Currently the “loaddata” management command uses the obj.save() method for each deserialized object within a fixture. This function first tries an UPDATE statement and, if that fails, tries an INSERT statement. By using the --force_insert a reduction of 50% of queries is achieved.
A second option is to use bulk_create for insertion of multiple records. This improves insertion speed by (n-1/n), or ~99% for insertion of 100 records.
These options are not meant to cover each use case, and therefore are set to optional.
Change History (3)
comment:1 by , 5 weeks ago
Resolution: | → wontfix |
---|---|
Status: | new → closed |
comment:2 by , 13 days ago
Summary: | Speed up fixture loading by bulk insert → Speed up fixture loading by adding options bulk insert/create |
---|---|
Type: | Uncategorized → New feature |
#35975 was a duplicate
Forum discussion: https://forum.djangoproject.com/t/feature-proposal-faster-fixture-loading-via-loaddata-command/36972
PR: https://github.com/django/django/pull/18889
comment:3 by , 13 days ago
Description: | modified (diff) |
---|---|
Has patch: | set |
Resolution: | wontfix |
Status: | closed → new |
Hello Joris,
This sounds interesting particularly given features like test case serialized rollbacks (which are quite slow) are based on top of model serialization. It would have to be a distinct option as
bulk_create
doesn't fire signals which some setup might require.Just like any new feature requests though they should be discussed on the forum to reach a consensus before being accepted.
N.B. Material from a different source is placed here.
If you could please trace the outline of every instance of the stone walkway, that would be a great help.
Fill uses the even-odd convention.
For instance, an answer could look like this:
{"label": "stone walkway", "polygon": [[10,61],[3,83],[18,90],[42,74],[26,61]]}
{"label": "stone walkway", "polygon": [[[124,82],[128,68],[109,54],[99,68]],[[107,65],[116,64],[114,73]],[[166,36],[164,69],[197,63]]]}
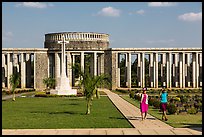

Given this is a performance related new feature I suggest your proposal come equipped with some details about what kind of improvements users should expect (profiles, benchmarks instead of solely claiming it's fairly inefficient) backed by step to reproduce as well as a PoC that properly deals with other features of serde framework such as natural keys and a plan on how to deal with backends that don't support
ignore_conflicts
. It might even be a good opportunity to augment our performance tracking system with serde benchmarks.It that's the case then sharing this code as a standalone package (e.g.
django-fast-loaddata
) might be a good way to get traction on the above.Assuming there is interest in moving forward we can then re-open this issue.